As a thudding sound announced a third machine arriving on a mud bank below, Ella almost ran away to raise the alarm. But by now her fear was passing and curiosity was triumphant. She watched as something fish-like lay flopping on the mud, gaslight glinting off tin scales.

Ella stared in wonder at the machine. This junk couldn’t have reshaped itself, so who had turned it into such a marvellous imitation of life? Who was down there beneath the water, crafting machines from cast-offs, not yet knowing that a fish could not swim on land?

Perhaps there was wonder in the city after all. Perhaps she didn’t have to flee to find her own purpose.

She looked at the river again. Whoever was down there, she had to meet them, but she wouldn’t be able to see them in the dark of night and the murk of the Thames.

Perhaps if she scratched a message into wood she could sink it and begin a conversation. Perhaps, if she was lucky, and if they understood that there was someone friendly up here.

She hurried down a set of steps to the mud bank, pulling a ribbon from her hair as she went.

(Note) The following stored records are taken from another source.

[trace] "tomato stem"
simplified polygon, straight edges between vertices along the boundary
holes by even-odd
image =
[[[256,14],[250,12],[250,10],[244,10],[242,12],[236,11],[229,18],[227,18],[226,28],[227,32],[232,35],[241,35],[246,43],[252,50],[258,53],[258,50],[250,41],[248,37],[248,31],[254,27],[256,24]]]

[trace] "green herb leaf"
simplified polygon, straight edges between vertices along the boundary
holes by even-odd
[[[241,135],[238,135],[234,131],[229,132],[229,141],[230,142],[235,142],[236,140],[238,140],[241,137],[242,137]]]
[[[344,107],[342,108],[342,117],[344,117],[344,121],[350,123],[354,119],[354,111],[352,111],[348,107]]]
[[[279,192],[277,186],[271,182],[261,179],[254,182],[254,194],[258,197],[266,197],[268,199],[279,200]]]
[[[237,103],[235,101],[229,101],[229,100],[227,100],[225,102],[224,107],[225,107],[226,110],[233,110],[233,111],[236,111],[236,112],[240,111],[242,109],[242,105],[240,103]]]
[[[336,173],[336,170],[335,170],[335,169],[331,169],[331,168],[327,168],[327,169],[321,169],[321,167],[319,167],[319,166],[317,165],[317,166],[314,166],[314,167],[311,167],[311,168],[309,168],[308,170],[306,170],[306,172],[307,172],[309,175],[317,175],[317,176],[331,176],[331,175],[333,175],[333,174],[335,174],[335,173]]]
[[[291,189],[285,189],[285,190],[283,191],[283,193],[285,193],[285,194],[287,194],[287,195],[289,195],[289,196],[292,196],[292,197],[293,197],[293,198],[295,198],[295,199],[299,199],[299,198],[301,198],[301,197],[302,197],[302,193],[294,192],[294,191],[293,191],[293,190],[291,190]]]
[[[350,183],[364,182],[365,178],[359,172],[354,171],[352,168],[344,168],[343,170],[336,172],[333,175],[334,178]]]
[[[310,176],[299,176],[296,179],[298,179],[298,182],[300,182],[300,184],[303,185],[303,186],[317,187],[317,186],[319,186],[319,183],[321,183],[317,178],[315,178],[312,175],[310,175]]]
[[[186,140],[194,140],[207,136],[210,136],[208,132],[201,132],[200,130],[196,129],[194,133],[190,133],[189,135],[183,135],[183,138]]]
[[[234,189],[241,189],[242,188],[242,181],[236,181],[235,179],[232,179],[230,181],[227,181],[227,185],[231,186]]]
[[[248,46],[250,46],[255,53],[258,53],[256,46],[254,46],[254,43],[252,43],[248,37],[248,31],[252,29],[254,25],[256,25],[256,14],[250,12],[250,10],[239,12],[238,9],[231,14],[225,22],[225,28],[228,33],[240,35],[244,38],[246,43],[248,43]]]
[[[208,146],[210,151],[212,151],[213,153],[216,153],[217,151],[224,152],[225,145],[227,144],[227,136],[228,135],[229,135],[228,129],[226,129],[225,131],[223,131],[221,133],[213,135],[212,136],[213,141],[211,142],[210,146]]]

The mud squelched and soaked her boots but she didn’t care. She strode up to the fish, tied the ribbon around its tail, and lifted it out of the mud. Then she strode out into the water, its icy current tugging at her skirts, and set the strange machine adrift. It sank beneath the surface with a ticking of gears.

Ella walked back up the stairs, skirts trailing damp behind her like pondweed. Tomorrow she would come in the daylight, not to be reminded of what she had left behind, but to see what new wonders she could find.